Esteri
Stategia UE unica verso la Cina: l’esame di coscienza su una machiavellica simmetria geopolitica
Nemmeno i principali partner commerciali europei come Berlino o Parigi hanno mai rallentato i rapporti con Pechino, prediligendo il dialogo bilaterale a discapito delle posizioni comunitarie
Cartina tornasole di un rapporto sempre più complesso, l’ultimo Stato dell’Unione pronunciato dalla presidente della Commissione europea, Ursula von der Leyen, ha inesorabilmente confermato l’inasprimento delle relazioni sino-europee. L’intenzione di “rispondere a una Cina aggressiva” – anche tramite un’indagine anti-sovvenzioni sui veicoli elettrici “made in China” – non sorprende. Non è la prima volta che si accusa la Repubblica Popolare di distorcere il mercato via dumping, con beni a basso costo. Colpisce, piuttosto, la scelta di terminare un mandato prendendo ancor più le distanze da un partner da €800 miliardi l’anno in scambi di beni.
Nonostante il Consiglio europeo di fine luglio avesse escluso il de-coupling (disaccoppiamento) con Pechino, contrariamente a quanto già avviato da Washington, era stata altresì espressa la necessità di de-risking (minor dipendenza) da Pechino, nonché preoccupazioni in merito ai rapporti con Taiwan e presunte violazioni dei diritti umani in Tibet, Xinjiang e Hong Kong. Già nel 2019, mentre ancora si lavorava ai termini dell’Accordo comprensivo sugli investimenti (CAI), intesa volta a regolamentare gli investimenti bilaterali, la cui ratifica è stata poi sospesa nel 2021 proprio dal Parlamento Europeo, Bruxelles aveva definito Pechino un “rivale sistemico”.

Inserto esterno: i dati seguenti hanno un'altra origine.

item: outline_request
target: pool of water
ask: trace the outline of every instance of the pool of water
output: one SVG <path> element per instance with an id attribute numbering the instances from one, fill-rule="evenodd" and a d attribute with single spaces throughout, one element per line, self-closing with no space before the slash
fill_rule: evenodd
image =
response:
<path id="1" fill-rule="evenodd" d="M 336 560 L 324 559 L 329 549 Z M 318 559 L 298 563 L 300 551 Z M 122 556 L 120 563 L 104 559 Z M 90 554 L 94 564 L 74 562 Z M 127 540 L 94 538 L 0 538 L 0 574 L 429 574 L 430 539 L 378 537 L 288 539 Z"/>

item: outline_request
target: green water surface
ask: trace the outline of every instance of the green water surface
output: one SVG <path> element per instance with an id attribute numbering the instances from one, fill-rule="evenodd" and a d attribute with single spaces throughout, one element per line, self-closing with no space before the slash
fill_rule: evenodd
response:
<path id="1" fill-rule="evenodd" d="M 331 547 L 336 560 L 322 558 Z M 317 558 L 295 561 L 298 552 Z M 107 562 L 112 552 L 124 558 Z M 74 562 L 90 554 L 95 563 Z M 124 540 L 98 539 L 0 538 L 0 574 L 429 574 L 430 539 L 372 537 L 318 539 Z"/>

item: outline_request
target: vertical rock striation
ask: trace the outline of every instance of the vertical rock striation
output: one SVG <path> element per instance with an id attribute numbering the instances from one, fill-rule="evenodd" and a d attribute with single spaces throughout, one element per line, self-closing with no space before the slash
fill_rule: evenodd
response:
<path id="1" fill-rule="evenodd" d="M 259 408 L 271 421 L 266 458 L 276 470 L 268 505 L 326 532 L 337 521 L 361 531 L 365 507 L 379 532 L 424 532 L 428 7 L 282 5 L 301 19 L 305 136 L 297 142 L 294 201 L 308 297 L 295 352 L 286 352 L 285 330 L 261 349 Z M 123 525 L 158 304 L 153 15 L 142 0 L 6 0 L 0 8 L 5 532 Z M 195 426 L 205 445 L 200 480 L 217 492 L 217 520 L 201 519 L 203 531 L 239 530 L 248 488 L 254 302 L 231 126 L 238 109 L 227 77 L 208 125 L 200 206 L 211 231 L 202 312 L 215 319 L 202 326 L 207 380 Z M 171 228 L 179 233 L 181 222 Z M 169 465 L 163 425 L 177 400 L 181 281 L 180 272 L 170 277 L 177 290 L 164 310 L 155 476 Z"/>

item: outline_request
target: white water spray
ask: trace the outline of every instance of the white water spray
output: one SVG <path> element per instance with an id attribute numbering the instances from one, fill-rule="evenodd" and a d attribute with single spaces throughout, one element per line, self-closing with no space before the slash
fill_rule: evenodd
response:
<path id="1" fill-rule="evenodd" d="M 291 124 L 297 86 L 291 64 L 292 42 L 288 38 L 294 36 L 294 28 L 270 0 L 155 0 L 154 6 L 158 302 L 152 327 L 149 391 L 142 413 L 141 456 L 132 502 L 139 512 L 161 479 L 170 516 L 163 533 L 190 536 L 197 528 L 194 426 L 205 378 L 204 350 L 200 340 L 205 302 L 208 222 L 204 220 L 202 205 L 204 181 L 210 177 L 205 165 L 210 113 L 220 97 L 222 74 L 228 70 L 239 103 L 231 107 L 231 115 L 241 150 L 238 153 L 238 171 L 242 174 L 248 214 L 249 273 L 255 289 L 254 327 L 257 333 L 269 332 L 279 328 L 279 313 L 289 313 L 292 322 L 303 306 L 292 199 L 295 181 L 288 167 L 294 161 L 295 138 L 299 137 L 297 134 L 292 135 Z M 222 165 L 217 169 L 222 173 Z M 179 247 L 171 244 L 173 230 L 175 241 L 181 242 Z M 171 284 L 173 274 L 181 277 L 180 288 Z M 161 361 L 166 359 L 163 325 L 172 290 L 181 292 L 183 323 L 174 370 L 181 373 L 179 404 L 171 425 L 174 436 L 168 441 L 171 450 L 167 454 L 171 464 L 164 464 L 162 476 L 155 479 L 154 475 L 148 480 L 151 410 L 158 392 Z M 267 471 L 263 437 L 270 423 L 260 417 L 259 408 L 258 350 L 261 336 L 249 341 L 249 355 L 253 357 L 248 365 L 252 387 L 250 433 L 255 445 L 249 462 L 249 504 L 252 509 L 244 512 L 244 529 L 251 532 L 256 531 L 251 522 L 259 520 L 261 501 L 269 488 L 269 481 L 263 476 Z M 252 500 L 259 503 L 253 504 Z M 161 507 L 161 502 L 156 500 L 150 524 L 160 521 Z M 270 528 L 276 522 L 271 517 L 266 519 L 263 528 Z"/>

Persino l’Italia, unico paese G7 ad aver aderito con discutibile entusiasmo nel 2019 alla Via della Seta, iniziativa commerciale annunciata nel 2018 dal Presidente Xi Jinping, ha manifestato l’intenzione di non voler rinnovare l’adesione al progetto a margine dell’ultimo G20, anche deludendo coloro che auspicavano un sempre più ridotto filoatlantismo nelle decisioni della Farnesina. Una strategia europea unica verso la Cina, per quanto necessaria, potrebbe oggi rivelarsi inutile. Nonostante Pechino sia inserita nelle principali infrastrutture politiche occidentali – WTO in primis – e tenti di rinnovare la propria immagine, è tuttavia incapace di integrarsi ai valori di quel mondo che sposa il multilateralismo.
Machiavellica simmetria geopolitica, nemmeno i principali partner commerciali europei come Berlino o Parigi hanno mai rallentato i rapporti con Pechino, prediligendo il dialogo bilaterale a discapito delle posizioni comunitarie. Occorre un esame di coscienza, poiché l’assenza di presupposti europeisti potrebbe facilitare il dividi et impera di stampo cinese che ha già reso molti paesi incapaci di emanciparsi dalla Repubblica Popolare, eterna economia emergente.